The "Process" of John Edward

I did a google search and found this nifty little Poisson calculator
http://hyperphysics.phy-astr.gsu.edu/hbase/math/poifcn.html
If I plug in BillHoyt's numbers, I get this:

If the probability of a single event is p =.1336 and there are n = 85 events, then the value of the Poisson distribution function at value x =18 is 1.802468785965208 x 10^ -2. For these conditions, the mean number of events is 11.356 and the standard deviation is 3.1366922705295783.

If I plug in Lurker's numbers for "A", I get this:

If the probability of a single event is p =.065 and there are n = 231 events, then the value of the Poisson distribution function at value x =6 is 4.796096105218159 x 10^ -3. For these conditions, the mean number of events is 15.015 and the standard deviation is 3.7468686926552417.

I would seem that the numbers for Lurker's office are even more statistically significant than for JE's J guesses. I think that this may be support for the argument being made by both Lurker and myself regarding small sample sizes and the meaningfullness of the analysis.

edited to fix link
 
Lurker said:


Agreed again. But I was merely comparing averages. And clearly I was not comparing apples to oranges. I was comparing oranges from one shipment to all the known oranges. Methinks you are being unreasonably pedantic in your definitions.

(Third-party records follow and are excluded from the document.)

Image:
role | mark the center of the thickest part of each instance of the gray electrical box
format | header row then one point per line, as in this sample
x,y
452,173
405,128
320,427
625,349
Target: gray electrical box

I note you did not have the same problems when discussing the PASS/FAIL test for the rare/common letter test. Why do you think that is...

Lurker

I'm hardly being pedantic here. You simply can't compare percentages unless you know the denominators are truly the same. If one could do this, then why would one bother with the hassle of inferential statistics? Why not simply set a percentage difference level and do what you did?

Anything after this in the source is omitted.